Sepertinya, mereka sudah didoktrin oleh petuah ini, “Sukar kami menerka apa yang ada di bumi, dan dengan susah payah kami menemukan apa yang ada di tangan, tapi siapa gerangan telah menyelami apa yang ada di surga?” (Keb 9:16).
Atau dari pada banyak menyalahkan si ini dan si itu, lebih baik menyalakan “lilin” dalam hati dan jiwa sendiri. Mengingat, keluarga di rumah hanya berharap mereka cintai lewat penyediaan makanan dan jika bisa pendidikan.
Dan yang kami perjuangan di sini adalah kebutuhan hidup saat ini demi bertahan hidup yang sekilas ini.

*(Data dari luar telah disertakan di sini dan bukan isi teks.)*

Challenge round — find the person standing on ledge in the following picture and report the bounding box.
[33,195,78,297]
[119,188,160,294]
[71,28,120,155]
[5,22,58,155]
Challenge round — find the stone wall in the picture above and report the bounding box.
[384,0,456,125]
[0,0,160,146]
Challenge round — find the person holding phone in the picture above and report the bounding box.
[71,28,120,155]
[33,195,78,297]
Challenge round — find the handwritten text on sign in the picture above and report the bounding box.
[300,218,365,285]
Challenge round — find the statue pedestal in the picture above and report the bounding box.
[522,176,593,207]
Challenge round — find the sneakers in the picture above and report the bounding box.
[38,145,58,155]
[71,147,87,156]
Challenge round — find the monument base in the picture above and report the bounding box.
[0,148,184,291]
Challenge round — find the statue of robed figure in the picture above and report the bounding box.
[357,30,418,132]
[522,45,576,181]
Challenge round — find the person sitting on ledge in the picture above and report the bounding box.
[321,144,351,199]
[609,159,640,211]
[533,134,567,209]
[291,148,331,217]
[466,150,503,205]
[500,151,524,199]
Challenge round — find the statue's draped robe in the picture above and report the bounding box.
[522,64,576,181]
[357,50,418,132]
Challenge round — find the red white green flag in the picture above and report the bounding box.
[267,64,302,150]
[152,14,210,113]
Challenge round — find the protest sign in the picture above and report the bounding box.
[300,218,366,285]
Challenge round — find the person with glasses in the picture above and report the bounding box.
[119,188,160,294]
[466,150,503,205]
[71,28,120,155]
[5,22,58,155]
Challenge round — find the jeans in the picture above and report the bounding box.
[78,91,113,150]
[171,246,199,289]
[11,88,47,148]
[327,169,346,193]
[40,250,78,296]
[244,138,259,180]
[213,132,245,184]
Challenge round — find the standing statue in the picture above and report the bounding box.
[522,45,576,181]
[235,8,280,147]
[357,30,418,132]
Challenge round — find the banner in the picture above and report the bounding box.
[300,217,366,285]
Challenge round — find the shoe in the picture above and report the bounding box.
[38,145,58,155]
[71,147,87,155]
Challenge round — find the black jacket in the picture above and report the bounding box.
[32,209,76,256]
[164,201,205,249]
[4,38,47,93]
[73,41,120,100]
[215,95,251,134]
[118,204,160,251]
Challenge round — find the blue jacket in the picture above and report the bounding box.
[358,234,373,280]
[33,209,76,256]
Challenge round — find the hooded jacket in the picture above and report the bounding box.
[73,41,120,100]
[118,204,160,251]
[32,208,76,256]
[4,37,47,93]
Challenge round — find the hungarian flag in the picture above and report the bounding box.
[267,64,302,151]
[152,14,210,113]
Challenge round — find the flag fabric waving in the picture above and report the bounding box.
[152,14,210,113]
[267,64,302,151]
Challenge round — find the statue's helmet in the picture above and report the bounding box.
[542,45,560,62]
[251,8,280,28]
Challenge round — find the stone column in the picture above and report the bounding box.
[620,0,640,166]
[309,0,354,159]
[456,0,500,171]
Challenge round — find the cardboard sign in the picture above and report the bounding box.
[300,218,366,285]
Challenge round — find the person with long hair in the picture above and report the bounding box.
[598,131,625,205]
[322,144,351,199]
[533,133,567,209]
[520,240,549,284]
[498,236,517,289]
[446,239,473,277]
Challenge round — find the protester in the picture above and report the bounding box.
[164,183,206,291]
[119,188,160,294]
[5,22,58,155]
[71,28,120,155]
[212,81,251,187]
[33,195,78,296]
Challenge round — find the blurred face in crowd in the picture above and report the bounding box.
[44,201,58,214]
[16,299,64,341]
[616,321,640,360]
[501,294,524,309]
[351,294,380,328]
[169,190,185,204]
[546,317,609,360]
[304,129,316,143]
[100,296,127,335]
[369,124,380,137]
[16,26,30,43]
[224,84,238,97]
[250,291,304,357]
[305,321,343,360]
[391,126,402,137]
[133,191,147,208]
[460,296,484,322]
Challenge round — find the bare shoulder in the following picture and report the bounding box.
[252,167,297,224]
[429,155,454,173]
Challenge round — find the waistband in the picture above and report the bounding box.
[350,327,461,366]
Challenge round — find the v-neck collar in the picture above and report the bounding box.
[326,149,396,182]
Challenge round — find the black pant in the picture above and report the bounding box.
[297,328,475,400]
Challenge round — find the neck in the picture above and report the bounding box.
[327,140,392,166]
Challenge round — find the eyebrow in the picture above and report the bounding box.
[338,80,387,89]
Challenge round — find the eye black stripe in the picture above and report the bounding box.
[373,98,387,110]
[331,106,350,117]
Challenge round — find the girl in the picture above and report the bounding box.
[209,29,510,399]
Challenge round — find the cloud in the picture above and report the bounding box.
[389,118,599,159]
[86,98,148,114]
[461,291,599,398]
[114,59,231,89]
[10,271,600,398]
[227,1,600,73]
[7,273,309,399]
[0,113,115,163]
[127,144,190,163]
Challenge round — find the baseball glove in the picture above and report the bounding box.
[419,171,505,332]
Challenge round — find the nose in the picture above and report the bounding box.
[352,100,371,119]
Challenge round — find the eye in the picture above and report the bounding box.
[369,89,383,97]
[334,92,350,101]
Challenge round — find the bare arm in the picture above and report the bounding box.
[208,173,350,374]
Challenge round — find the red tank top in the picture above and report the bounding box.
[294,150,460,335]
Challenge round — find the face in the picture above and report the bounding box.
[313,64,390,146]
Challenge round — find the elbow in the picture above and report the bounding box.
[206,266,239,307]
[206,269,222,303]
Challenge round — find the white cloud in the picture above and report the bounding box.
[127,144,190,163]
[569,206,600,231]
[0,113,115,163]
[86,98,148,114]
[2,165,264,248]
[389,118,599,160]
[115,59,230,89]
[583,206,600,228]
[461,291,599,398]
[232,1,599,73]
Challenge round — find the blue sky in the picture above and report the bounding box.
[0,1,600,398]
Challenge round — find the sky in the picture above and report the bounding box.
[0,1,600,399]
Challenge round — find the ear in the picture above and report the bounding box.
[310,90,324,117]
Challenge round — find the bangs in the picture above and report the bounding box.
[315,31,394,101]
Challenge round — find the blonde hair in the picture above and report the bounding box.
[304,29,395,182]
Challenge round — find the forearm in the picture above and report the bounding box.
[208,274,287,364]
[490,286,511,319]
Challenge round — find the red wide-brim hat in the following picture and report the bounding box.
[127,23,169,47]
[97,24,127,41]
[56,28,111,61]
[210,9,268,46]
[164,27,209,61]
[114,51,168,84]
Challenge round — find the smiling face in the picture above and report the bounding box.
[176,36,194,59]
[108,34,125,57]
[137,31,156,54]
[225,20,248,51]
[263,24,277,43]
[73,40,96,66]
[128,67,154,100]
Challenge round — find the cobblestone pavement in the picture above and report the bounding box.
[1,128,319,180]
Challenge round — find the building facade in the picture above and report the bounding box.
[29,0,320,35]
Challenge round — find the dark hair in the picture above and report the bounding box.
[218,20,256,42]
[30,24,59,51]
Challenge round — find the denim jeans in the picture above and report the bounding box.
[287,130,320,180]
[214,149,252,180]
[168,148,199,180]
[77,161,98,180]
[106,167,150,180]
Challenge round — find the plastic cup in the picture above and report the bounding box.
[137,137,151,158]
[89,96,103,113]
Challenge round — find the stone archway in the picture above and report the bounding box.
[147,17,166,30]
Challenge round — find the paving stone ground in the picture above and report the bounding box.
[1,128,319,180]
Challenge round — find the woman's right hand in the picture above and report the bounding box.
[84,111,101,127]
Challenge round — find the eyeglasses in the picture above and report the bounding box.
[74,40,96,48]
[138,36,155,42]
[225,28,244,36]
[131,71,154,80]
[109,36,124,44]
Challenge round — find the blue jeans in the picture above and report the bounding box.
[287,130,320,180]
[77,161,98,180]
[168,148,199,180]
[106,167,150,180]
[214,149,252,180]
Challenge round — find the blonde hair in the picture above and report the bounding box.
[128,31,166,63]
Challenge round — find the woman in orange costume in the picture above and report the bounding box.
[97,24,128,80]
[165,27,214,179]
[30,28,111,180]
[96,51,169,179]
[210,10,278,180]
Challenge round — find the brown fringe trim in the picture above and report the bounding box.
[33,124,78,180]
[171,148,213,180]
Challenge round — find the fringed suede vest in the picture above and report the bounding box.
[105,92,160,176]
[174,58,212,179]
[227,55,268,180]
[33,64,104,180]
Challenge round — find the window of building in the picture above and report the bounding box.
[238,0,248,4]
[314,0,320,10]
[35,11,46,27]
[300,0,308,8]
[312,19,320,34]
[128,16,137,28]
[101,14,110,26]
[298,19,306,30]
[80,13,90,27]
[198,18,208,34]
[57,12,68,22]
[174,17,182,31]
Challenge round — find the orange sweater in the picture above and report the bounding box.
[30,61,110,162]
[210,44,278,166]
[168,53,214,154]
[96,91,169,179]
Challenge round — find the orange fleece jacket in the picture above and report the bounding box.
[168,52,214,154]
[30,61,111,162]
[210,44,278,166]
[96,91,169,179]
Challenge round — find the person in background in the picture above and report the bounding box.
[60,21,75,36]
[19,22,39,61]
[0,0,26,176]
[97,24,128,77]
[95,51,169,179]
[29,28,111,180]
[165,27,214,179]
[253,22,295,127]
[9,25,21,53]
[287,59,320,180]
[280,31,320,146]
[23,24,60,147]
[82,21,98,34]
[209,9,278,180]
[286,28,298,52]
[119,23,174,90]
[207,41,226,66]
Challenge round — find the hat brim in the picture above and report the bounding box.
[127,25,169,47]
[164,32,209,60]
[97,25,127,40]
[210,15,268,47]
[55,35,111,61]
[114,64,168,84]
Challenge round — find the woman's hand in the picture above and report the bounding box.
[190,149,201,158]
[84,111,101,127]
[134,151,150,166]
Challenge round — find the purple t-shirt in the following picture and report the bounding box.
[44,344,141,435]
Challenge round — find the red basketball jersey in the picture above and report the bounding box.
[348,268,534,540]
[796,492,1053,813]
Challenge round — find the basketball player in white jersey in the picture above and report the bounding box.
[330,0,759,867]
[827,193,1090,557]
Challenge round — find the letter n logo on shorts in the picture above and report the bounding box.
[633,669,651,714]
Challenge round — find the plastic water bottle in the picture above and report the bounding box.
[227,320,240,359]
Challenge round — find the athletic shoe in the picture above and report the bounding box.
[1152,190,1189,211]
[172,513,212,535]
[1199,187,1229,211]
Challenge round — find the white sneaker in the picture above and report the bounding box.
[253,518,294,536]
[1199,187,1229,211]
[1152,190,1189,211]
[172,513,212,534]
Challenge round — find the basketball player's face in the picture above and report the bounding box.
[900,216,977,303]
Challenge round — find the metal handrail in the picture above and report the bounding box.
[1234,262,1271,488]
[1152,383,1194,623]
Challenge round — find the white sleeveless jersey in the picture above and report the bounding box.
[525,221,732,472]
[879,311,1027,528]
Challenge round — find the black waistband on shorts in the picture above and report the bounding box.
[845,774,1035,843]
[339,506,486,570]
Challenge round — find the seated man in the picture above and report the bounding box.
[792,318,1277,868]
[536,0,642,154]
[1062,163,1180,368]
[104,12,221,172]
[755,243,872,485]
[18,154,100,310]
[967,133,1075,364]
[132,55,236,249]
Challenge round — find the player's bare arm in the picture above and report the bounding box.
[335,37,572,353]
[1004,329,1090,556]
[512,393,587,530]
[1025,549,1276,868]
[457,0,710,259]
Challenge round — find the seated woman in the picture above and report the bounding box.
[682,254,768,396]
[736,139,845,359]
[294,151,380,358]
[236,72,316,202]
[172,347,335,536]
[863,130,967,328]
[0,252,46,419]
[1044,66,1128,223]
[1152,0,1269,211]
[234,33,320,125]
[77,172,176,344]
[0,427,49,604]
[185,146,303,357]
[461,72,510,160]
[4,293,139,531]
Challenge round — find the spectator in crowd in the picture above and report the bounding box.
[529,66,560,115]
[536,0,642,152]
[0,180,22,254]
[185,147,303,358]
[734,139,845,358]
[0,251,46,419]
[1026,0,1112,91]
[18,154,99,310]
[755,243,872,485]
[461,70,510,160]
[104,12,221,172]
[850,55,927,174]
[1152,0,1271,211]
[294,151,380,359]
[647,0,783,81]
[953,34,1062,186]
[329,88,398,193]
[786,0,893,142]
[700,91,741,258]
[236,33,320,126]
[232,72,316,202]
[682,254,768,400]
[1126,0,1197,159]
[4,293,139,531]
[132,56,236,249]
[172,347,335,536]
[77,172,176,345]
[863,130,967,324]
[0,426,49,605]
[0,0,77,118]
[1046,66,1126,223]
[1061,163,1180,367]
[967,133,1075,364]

Rasul Paulus telah menunjukkan, cinta kepada Tuhan dengan segenap hati, jiwa, akal budi dan raganya berkata:
“Perak atau emas atau pakaian tidak pernah aku ingini dari siapapun juga. Kamu sendiri tahu, bahwa dengan tanganku sendiri aku telah bekerja untuk memenuhi keperluanku dan keperluan kawan-kawan seperjalananku. Dalam segala sesuatu telah kuberikan contoh kepada kamu, bahwa dengan bekerja demikian kita harus membantu orang-orang yang lemah dan harus mengingat perkataan Tuhan Yesus, sebab Ia sendiri telah mengatakan: Adalah lebih berbahagia memberi dari pada menerima.” (Kis 20:33-35).
Ketika Rasul Paulus telah melakukan ini, semua dia layak disebut pelita kasih.
Renungan: Mencintai Tuhan dan sesama berarti melupakan diri sendiri
Tuhan memberkati.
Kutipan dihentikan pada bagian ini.